主要7カ国(G7)議長国カナダは、米国の抵抗を受け、今回のG7首脳会議でロシア・ウクライナ戦争を巡る力強い声明を出す計画を断念した。(2025年 ロイター/Amber Bracken)

[カナナスキス(加アルバータ州) 17日 ロイター] – 主要7カ国(G7)首脳会議は17日、ウクライナ支援に関する共同声明を見送った。カナダ当局者によると、米国の抵抗を受け、ロシア・ウクライナ戦争を巡る力強い声明を出す計画は断念。代わりに、議長国であるカナダのカーニー首相が、制裁を通じロシアへの圧力を強化し、米国主導の和平努力を支持する内容の声明を発出するという。

ウクライナのゼレンスキー大統領は同日、G7サミットに参加し、対ロシア戦争を巡る一段の支援を強く要請した。

カーニー首相は、カナダがウクライナに20億カナダドル(14億7000万米ドル)の新たな軍事支援を提供すると表明。さらに、ウクライナの首都キーウ(キエフ)など各地で17日未明、ロシアによる大規模攻撃があり、少なくとも16人が死亡し、多数が負傷したことは、「ウクライナとの完全な連帯の重要性を強調するものだ」と述べた。
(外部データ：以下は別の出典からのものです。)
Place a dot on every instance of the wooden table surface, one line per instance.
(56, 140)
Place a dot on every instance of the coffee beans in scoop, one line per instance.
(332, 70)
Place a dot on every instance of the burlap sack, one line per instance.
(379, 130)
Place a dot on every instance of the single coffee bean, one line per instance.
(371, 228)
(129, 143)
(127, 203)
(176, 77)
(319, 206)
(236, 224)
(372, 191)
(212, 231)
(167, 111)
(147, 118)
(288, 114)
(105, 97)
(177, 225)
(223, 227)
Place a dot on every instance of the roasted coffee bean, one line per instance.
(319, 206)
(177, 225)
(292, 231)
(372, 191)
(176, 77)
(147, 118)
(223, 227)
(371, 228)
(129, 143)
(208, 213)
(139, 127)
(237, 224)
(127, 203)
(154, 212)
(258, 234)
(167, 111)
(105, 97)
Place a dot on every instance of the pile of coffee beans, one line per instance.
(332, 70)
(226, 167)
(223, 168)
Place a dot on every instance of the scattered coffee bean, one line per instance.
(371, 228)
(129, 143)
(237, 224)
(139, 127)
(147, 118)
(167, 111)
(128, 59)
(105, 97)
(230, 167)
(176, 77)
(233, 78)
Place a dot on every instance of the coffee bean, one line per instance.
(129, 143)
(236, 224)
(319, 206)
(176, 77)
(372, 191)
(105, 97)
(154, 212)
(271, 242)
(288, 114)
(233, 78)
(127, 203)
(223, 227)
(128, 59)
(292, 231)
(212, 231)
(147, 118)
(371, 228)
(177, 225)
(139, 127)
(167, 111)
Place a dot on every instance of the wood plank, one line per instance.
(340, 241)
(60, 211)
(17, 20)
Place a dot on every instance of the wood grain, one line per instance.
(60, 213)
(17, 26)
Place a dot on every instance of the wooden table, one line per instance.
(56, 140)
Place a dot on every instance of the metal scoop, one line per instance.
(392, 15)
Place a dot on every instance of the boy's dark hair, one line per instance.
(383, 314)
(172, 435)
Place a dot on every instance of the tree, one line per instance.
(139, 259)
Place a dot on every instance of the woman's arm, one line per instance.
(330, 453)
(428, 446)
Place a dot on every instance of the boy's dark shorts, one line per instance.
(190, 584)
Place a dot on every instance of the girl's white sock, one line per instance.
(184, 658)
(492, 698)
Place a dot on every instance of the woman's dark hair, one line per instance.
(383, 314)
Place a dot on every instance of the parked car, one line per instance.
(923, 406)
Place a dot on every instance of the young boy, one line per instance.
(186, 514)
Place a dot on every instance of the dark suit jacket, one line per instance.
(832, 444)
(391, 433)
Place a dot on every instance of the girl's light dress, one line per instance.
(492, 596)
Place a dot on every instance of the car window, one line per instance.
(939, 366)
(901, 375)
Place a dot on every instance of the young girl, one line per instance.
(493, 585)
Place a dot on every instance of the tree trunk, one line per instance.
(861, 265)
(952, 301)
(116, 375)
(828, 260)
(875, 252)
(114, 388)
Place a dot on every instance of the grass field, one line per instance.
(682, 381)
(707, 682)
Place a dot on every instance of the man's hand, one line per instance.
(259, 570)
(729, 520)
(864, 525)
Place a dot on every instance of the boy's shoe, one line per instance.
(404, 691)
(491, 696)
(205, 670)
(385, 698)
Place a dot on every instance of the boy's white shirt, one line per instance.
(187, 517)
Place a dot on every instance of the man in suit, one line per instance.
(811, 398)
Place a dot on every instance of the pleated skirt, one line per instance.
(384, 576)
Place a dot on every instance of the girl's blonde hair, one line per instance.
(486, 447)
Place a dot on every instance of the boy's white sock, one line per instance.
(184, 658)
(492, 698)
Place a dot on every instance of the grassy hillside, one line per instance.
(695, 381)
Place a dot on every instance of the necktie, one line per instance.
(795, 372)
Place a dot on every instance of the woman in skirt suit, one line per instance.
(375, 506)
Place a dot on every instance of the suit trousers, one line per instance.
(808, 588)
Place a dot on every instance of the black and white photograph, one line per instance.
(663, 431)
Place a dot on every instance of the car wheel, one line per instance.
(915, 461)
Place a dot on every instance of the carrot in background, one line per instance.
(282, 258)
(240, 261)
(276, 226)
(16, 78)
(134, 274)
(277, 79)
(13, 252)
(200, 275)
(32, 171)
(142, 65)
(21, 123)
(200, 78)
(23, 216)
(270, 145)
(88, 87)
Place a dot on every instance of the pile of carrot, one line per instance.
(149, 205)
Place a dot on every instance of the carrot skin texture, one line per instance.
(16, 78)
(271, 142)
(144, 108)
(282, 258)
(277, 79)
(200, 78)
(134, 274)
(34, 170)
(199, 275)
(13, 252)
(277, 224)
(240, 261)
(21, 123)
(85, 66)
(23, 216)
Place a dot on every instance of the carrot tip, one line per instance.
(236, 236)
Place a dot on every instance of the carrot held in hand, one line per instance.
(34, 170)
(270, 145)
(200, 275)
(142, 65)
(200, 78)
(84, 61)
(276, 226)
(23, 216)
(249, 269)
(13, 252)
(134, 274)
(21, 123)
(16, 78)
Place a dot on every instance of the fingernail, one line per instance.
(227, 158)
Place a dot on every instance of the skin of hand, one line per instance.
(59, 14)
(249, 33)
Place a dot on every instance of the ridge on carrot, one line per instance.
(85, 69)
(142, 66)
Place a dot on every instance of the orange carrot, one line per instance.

ゼレンスキー大統領はテレグラムへの投稿で、G7首脳に対し「外交は今や危機的な状況にある」と伝え、紛争の終結に向け「真の影響力を発揮するよう」トランプ米大統領に引き続き働きかけるよう要請したと明らかにした。

ゼレンスキー大統領は追加支援を巡り、トランプ大統領と会談することを望んでいたものの、トランプ大統領が16日、中東情勢を理由に、G7サミットの日程を切り上げて帰国したため、会談は実現しなかった。

ウクライナに関する共同声明は見送られたものの、G7首脳らは重要鉱物や人工知能(AI)、量子コンピューティング、山火事など6つの分野に関する共同声明で合意した。